Le pronostic d’un cheval ataxique est extrêmement variable. Certains chevaux présentant des formes légères peuvent continuer à vivre dans de bonnes conditions, avec des adaptations. D’autres, en revanche, présentent des troubles sévères incompatibles avec une vie en sécurité.
La question de la sécurité est centrale. Un cheval ataxique peut chuter sans prévenir, ce qui représente un risque important pour lui-même, mais aussi pour les personnes qui le manipulent. Rappelons qu’en moyenne un cheval pèse 500kg et que s’il chute sur un humain les conséquences pour la victime peuvent être dramatiques.
Dans les cas les plus graves, l’euthanasie peut être envisagée, non pas comme un échec, mais comme une décision de protection et de bien-être.
Il est fréquent de confondre ataxie et simple problème locomoteur. Pourtant, la distinction est très importante. Un cheval qui boîte n’est pas forcément ataxique, et inversement.
Autre idée reçue : penser qu’un cheval ataxique peut être travaillé normalement. En réalité, même une ataxie modérée augmente considérablement le risque de chute.
Certains propriétaires espèrent également une amélioration spontanée. Or, dans la majorité des cas, l’ataxie nécessite une prise en charge médicale et ne disparaît pas seule.
Enfin, tous les chevaux ataxiques ne sont pas condamnés. Le pronostic dépend avant tout de la cause et de la sévérité des lésions.
Un cheval ataxique ressent-il de la douleur ?
Pas systématiquement. La douleur dépend de l’origine du trouble. Une atteinte neurologique pure peut être indolore, contrairement à une cause traumatique.
Peut-on monter un cheval ataxique ?
Dans la majorité des cas, il est fortement déconseillé de monter un cheval atteint d’ataxie. Le risque d’accident est trop important.

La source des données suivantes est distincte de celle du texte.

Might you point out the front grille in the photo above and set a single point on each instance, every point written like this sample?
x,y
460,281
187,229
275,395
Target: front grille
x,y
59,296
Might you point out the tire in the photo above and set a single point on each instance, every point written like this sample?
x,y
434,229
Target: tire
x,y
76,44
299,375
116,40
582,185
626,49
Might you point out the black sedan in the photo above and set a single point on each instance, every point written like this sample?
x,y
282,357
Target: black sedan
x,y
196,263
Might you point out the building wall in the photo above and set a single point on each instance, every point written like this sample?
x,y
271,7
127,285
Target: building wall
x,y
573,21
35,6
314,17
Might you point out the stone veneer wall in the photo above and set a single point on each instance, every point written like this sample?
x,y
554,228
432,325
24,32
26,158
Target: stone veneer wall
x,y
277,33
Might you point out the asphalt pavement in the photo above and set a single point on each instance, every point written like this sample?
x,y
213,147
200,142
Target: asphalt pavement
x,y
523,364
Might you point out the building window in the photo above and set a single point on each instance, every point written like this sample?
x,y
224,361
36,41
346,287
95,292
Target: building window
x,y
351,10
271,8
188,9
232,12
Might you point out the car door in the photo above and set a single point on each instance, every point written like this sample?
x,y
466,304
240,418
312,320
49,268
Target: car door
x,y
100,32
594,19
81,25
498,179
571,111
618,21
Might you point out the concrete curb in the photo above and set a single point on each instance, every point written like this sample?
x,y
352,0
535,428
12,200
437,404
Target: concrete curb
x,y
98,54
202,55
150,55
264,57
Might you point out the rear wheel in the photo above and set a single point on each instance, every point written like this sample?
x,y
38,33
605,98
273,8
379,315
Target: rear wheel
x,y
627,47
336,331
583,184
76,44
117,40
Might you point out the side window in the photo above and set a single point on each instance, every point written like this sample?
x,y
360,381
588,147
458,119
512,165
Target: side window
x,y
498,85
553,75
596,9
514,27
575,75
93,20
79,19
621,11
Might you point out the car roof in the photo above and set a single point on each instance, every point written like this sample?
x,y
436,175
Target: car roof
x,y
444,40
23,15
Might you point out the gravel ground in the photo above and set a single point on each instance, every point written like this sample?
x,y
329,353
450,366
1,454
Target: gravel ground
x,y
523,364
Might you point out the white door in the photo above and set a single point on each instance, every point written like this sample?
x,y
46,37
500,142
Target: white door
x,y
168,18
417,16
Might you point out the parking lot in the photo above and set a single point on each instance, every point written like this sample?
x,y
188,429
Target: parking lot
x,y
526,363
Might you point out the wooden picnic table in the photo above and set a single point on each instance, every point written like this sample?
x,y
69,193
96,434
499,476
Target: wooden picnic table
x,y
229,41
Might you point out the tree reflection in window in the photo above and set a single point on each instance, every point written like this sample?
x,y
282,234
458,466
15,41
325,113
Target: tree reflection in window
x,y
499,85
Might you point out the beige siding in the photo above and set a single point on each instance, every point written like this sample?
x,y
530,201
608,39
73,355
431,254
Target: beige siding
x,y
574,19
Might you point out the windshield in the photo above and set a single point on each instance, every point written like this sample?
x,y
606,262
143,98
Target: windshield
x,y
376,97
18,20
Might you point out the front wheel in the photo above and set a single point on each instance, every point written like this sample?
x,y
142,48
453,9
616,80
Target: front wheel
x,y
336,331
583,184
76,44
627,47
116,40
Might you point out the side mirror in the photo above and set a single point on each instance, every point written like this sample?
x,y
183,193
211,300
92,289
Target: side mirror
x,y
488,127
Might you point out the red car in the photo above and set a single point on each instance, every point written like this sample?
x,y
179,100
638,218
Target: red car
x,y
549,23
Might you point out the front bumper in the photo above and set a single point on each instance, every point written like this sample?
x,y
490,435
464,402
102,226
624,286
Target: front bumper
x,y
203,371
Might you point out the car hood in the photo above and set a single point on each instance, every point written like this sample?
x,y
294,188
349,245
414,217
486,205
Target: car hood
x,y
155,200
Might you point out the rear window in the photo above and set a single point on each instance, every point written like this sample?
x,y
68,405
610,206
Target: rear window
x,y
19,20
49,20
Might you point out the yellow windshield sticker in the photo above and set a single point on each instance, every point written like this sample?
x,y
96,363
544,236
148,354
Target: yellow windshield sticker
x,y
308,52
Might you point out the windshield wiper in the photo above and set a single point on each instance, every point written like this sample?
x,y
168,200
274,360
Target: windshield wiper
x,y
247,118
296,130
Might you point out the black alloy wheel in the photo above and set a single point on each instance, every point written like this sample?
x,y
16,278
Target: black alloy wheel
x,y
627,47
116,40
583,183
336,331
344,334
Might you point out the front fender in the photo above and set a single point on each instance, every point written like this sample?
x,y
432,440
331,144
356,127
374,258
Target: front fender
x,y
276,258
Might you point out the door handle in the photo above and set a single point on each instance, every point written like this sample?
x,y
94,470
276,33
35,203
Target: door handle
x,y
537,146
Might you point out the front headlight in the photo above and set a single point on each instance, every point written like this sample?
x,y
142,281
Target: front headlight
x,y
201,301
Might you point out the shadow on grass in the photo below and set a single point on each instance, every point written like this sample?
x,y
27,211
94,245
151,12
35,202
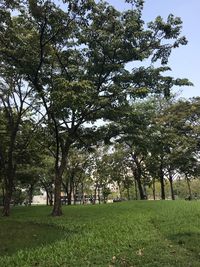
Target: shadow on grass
x,y
16,235
189,241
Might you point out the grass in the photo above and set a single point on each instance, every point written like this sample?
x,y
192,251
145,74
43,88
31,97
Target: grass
x,y
137,233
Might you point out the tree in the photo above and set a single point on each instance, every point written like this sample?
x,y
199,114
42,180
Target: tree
x,y
75,60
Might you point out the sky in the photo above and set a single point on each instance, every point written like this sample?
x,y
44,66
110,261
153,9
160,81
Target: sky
x,y
184,61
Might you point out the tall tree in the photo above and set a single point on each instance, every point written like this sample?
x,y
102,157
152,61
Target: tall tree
x,y
75,59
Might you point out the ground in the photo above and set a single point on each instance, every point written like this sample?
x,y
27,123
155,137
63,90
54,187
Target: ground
x,y
136,233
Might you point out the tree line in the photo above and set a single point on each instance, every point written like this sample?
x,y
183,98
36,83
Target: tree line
x,y
63,72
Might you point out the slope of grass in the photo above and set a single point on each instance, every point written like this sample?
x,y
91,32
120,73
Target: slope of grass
x,y
137,233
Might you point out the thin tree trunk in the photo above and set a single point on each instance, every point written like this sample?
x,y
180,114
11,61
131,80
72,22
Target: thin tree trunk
x,y
136,189
57,211
162,183
99,198
189,187
154,189
8,196
30,195
171,186
128,193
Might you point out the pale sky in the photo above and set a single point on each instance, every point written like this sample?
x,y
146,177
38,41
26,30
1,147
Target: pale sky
x,y
184,61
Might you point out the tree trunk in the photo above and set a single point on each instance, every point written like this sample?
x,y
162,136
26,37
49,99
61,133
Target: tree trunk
x,y
171,186
136,190
162,183
128,193
8,196
99,197
30,195
140,188
57,211
189,188
154,189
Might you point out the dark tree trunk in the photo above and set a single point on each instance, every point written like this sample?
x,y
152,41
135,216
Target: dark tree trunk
x,y
136,189
57,211
99,197
128,193
8,196
171,186
59,170
189,187
137,172
140,188
30,195
162,183
3,195
154,189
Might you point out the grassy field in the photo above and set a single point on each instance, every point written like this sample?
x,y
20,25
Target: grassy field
x,y
137,233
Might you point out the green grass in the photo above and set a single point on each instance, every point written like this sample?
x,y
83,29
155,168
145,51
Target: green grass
x,y
137,233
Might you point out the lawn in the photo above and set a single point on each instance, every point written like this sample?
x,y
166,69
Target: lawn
x,y
137,233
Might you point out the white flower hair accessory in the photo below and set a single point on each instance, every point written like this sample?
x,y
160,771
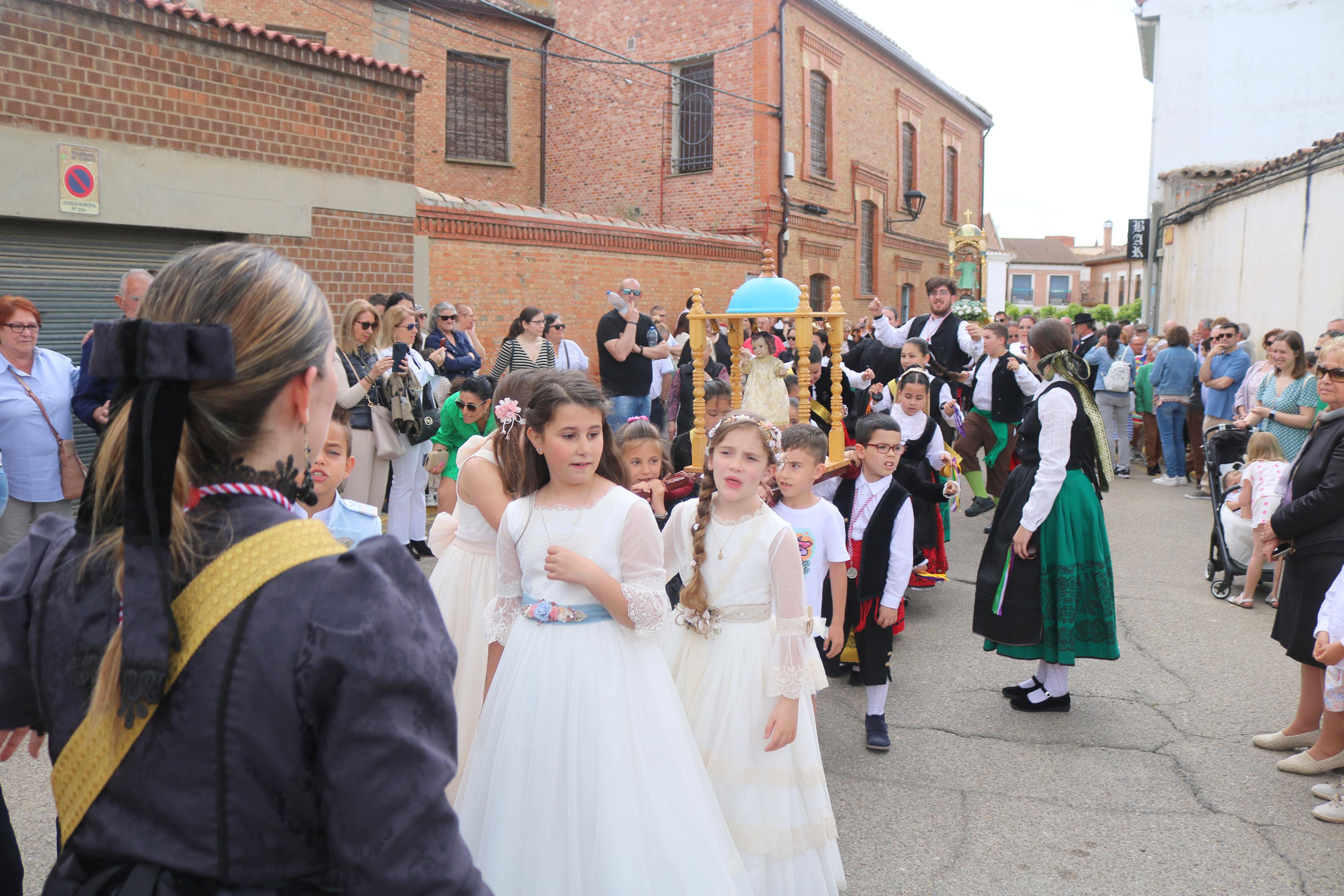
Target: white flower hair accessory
x,y
509,413
773,440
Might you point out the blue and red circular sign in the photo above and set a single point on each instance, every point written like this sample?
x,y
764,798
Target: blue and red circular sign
x,y
80,182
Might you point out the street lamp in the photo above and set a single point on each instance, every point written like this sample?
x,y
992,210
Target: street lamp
x,y
913,206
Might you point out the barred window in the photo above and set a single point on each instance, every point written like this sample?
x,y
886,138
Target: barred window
x,y
949,187
695,119
867,221
908,159
476,107
818,115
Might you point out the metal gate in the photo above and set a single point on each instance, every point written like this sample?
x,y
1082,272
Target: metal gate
x,y
70,272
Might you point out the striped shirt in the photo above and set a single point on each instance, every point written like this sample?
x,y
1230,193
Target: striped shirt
x,y
514,358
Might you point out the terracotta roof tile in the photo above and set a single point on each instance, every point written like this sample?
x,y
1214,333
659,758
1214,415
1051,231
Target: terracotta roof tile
x,y
257,31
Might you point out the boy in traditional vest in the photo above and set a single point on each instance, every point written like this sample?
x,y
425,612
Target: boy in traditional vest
x,y
880,533
1001,385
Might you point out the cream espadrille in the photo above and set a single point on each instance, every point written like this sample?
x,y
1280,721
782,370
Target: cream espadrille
x,y
1279,741
1304,765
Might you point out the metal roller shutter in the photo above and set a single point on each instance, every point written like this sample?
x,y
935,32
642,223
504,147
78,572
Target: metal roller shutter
x,y
70,272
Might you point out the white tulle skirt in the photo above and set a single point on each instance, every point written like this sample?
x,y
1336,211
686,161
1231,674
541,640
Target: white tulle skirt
x,y
585,780
464,583
776,804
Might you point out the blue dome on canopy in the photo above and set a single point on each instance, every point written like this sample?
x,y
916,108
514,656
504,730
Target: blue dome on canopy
x,y
765,296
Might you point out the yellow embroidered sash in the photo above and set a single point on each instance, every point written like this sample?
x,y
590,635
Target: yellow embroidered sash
x,y
103,739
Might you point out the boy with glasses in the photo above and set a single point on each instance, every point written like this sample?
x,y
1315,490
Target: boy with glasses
x,y
880,535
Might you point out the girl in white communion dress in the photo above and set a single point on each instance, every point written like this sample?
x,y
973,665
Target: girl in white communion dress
x,y
585,778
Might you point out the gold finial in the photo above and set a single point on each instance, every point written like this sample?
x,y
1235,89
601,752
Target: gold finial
x,y
768,264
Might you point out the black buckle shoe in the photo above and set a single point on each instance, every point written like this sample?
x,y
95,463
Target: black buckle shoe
x,y
1049,704
877,727
1018,691
980,506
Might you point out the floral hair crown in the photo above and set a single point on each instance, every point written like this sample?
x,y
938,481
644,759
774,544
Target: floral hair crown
x,y
773,440
507,413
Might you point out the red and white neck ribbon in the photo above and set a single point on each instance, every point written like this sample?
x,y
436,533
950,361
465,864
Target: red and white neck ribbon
x,y
240,488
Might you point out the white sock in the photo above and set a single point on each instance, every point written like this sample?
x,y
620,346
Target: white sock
x,y
1057,680
877,699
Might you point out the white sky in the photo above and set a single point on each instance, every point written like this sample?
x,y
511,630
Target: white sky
x,y
1064,82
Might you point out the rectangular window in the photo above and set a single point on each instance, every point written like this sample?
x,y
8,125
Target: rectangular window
x,y
1022,289
867,221
818,117
908,159
949,186
476,107
1059,289
695,119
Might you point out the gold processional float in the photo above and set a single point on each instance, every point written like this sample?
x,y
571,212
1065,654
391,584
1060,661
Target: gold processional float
x,y
768,296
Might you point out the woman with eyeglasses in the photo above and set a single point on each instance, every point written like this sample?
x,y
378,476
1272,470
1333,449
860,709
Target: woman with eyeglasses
x,y
525,348
569,356
1285,402
1311,519
367,483
467,413
36,390
407,500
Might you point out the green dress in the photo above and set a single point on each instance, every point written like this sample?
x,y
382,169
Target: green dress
x,y
453,432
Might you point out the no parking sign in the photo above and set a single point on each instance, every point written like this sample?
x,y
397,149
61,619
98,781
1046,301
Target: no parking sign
x,y
78,179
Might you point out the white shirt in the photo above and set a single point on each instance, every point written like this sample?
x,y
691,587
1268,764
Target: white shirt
x,y
1057,412
983,394
820,531
866,497
896,338
569,356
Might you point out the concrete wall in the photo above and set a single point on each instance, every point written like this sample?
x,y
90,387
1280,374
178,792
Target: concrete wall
x,y
1263,258
1242,80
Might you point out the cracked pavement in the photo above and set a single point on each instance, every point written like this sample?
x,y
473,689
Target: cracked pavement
x,y
1151,785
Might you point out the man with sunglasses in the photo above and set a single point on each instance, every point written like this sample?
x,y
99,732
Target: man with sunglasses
x,y
1224,370
627,346
461,356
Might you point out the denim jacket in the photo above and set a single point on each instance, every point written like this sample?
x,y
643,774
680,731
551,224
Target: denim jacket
x,y
1175,371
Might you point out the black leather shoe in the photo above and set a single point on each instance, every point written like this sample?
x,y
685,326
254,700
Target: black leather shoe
x,y
877,727
980,506
1049,704
1018,691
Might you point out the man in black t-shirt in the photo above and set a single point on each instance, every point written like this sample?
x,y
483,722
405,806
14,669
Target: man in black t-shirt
x,y
627,347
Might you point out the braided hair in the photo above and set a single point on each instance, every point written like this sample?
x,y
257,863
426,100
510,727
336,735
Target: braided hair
x,y
695,595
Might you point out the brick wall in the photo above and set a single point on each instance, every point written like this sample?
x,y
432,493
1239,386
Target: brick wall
x,y
501,260
121,72
353,256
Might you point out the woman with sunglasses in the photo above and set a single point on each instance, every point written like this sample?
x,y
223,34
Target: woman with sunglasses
x,y
367,483
407,499
1311,519
525,348
569,356
467,413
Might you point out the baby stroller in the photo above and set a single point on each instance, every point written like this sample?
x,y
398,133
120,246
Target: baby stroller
x,y
1225,447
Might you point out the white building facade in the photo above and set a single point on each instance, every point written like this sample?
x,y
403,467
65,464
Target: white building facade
x,y
1237,84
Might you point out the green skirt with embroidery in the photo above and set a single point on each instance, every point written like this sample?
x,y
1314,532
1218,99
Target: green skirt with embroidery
x,y
1077,582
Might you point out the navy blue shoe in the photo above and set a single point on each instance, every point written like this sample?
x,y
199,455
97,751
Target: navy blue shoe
x,y
877,727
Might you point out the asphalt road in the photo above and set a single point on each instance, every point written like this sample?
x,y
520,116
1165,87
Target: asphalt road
x,y
1151,785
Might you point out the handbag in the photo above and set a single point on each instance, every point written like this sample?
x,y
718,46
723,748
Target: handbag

L’ataxie est-elle contagieuse ?
Non, sauf si elle est liée à une maladie infectieuse comme l’EHV-1.
Peut-on guérir un cheval ataxique ?
Certaines formes sont réversibles, mais beaucoup ne le sont pas. Tout dépend de la cause.
L’ataxie chez le cheval est un symptôme complexe qui ne doit jamais être pris à la légère. Derrière une simple démarche irrégulière peut se cacher une atteinte neurologique sérieuse, nécessitant une prise en charge rapide et adaptée.
Pour cette raison, l’observation du cheval reste un outil essentiel. Un changement de locomotion, même discret, doit toujours être considéré comme un signal d’alerte et nécessiter une consultation vétérinaire.
Parce qu’au-delà du diagnostic, l’enjeu est double : préserver la santé du cheval, mais aussi garantir la sécurité de tous.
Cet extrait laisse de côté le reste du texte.